The University of Utah’s Start-Up Companies

  • Advanced Signal Detections is developing algorithms for various modes of secure wireless communication such as jam-resistant communications.
  • Akadi Technologies LLC is commercializing a web-based display and digital signage technology.
  • Allegro Diagnostics is a leader in the field of gene expression molecular diagnostic testing for lung cancer and other diseases.
  • Baby Jock Company is focusing on the marketing of children’s exercise videos and merchandise utilizing the services of Angry Duck Productions.
  • BioEnergenix is developing novel therapeutic strategies for obesity, diabetes and other metabolic diseases.
  • Catheter Connections has a technology designed to significantly reduce healthcare acquired infections from catheters and related vascular access systems.
  • Celux Technologies is based on a platform technology that has the potential to develop a broad array of new products in biosensors, biocompatible materials, bioseparations, medical devices, and pharmaceuticals.
  • Epitel Inc. has developed a telemetry device to wirelessly detect, monitor, and analyze brainwaves for epilepsy and sleep disorders.
  • GeoMind LLC has developed novel algorithms to visualize geological formations.
  • GlycoMyra Pharmaceutical is focused on treatments for skin ailments such as Rosacea and Psoriasis. They are also looking into the possibility of developing a biologically based line of anti-aging cosmetics.
  • Heavy Stone Labs is manufacturing and selling a new composite drill cutter design that has superior chipping resistance compared to conventional shear cutter designs.
  • I2S is streamlining the processing, managing, and assessment of federal grants for international companies. The company is already managing a large DARPA grant for the benefit of the Fraunhofer Institute.
  • Nanonc Inc. is developing a novel drug delivery system to better package therapeutics using nano-sized bubbles. These drug containing nanobubbles can then be injected intravenously whereupon they accumulate in cancerous tissues and can be activated and destroyed using ultrasound.
  • Nano-Oxides is focusing on the scale-up and production of nano-sized ceramic oxide powders for a broad range of applications including the development of new fuel cells and energy catalysts.
  • PFO Technologies LLC is combining a patented medical device to close Patent Foreman Ovales (a hole in a baby’s heart), one of the most prevalent abnormalities that exist in humans.
  • Philotek LLC is developingmicro-arraytechnology to improve the sensitivity of detection of specificDNAfragments, e.g. expression of specific genes. Their micro-array chips can be usedin existing products sold by all major companies.

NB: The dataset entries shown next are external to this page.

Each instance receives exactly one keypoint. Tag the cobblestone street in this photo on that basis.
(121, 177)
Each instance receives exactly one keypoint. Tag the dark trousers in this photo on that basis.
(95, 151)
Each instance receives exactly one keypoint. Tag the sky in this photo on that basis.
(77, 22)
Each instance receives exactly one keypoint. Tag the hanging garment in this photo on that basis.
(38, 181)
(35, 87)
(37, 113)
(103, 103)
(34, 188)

  • Riggalya is developing a novel drug delivery system to better package therapeutics using nano-sized bubbles. These drug containing nanobubbles can then be injected intravenously whereupon they accumulate in cancerous tissues and can be activated and destroyed using ultrasound.

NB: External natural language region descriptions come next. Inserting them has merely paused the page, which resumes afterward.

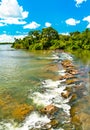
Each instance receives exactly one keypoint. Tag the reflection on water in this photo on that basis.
(21, 74)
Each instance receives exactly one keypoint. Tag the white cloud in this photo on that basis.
(88, 20)
(47, 24)
(6, 38)
(67, 33)
(32, 25)
(10, 38)
(72, 21)
(11, 11)
(19, 36)
(1, 24)
(88, 26)
(78, 2)
(12, 21)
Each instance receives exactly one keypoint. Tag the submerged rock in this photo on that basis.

  • RU Ready was developed by the University of Utah’s Continuing Educational personnel. It is a college readiness learning and self-assessment program to help increase students’ chances for college success.
  • Surfagen Inc. has recently designed and developed a class of novel multifunctional carriers that have the ability to form stable nanoparticulate complexes that efficiently release siRNA.

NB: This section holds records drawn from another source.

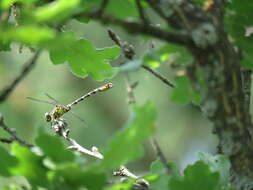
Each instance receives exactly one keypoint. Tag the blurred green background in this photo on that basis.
(181, 130)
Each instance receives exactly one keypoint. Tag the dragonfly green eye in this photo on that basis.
(48, 117)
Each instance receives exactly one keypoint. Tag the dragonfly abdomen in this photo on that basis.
(100, 89)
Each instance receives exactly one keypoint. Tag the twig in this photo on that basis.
(141, 12)
(246, 76)
(60, 128)
(140, 28)
(129, 53)
(140, 183)
(7, 90)
(124, 172)
(161, 156)
(13, 134)
(130, 88)
(158, 75)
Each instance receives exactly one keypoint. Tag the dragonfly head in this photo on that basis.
(48, 117)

  • Trapeze Media Solutions has developed a novel piece of software to capture and preserve scientific posters. The software creates a single interactive file to which media and other interactive files can prosper.
  • ViroPan is developing a proprietary, intra-vaginal delivery method for prevention of human papillomavirus and other viral sexually transmitted diseases.
  • VisTrails LLC has developed a new scientific workflow management system that streamlines the creation, execution and sharing of complex visualizations, data mining, or other large-scale data analysis applications.
  • Wasatch Nanopore Sensors LLC manufactures devices, which can be used to measure very small particles (about 50nm in size), organic and inorganic molecules, and potentially sequence nucleic acids (e.g. DNA).